Descrição do Procedimento:
Universidade de Lisboa, Instituto Superior de Agronomia (ISA/ULisboa)
Aviso n. 8274/2026/2
ABERTURA DE PROCEDIMENTO CONCURSAL DE SELEÇÃO INTERNACIONAL PARA A CONTRATAÇÃO DE DOUTORADO(A) AO ABRIGO DO DECRETO-LEI N.º 57/2016, DE 29 DE AGOSTO, COM AS ALTERAÇÕES INTRODUZIDAS PELA LEI N.º 57/2017, DE 19 DE JULHO E LEGISLAÇÃO COMPLEMENTAR
Sob proposta do Conselho Científico, em reunião de 23 de março de 2026, e após aprovação pelo Presidente do Instituto Superior de Agronomia da Universidade de Lisboa, proferido por delegação de competências do Reitor da Universidade de Lisboa, através do Despacho n.º 12971/2025, publicado no Diário da República, 2.ª série, n.º 213, de 04 de novembro, foi deliberado proceder à abertura de concurso de seleção internacional para um lugar de Investigador(a) Doutorado(a) para o exercício de atividades de investigação científica, nas áreas científicas de Engenharia Florestal ou áreas científicas afins, em regime de contrato de trabalho em funções públicas a termo resolutivo certo. A contratação visa o desenvolvimento de atividades de investigação e gestão de ciência, no âmbito do Projeto PRR/IAPMEI/Aviso 02/C05-i01/2022, CIRCULARTECH (Contribute to solving a problem that humanity has faced since the industrial revolution: waste) em particular nas tarefas ligadas às metodologias de sequestro e armazenamento de carbono (CarbonWISE). A investigação tratará da análise dos dados do Inventário Florestal Nacional para estimativas de carbono com base em dados de campo associados a dados de deteção remota.
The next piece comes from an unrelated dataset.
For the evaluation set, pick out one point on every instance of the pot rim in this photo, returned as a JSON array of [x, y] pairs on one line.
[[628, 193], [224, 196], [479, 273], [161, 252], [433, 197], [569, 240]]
Igualmente tratará sobre as métricas de sustentabilidade e modelos conceptuais para o cálculo de carbono. As tarefas incluem fazer disseminação dos resultados para diferentes públicos, nomeadamente em congressos, seminários, mas igualmente em sessões criativas para públicos com diferentes idades. Em simultâneo dará apoio aos trabalhos que estão a ser desenvolvidas no âmbito dos projetos do centro de investigação CEABN-InBIO em temáticas que relacionam os serviços de ecossistema da floresta urbana, nomeadamente estimativas de carbono armazenado e sequestrado e na análise de indicadores chave de desempenho dos planos de arborização da floresta urbana. O trabalho incluirá também a preparação de artigos científicos relacionados com o trabalho desenvolvido.
1. Legislação aplicável:
a) Decreto-Lei n.º 57/2016, de 29 de agosto, que aprova um regime de contratação de doutorados, destinado a estimular o emprego científico e tecnológico em todas as áreas do conhecimento (RJEC), na redação que lhe foi conferida pela Lei n.º 57/2017, de 19 de julho, tendo ainda em consideração o disposto pelo Decreto Regulamentar n.º 11-A/2017, de 29 de dezembro.
b) Lei Geral do Trabalho em Funções Públicas (LTFP), aprovada em anexo à Lei n.º 35/2014, de 20 de junho, na sua redação atual e Portaria n.º 233/2022, que regulamenta a tramitação do procedimento concursal de recrutamento, publicada em Diário da República, 1.ª série, n.º 175, de 9 de setembro.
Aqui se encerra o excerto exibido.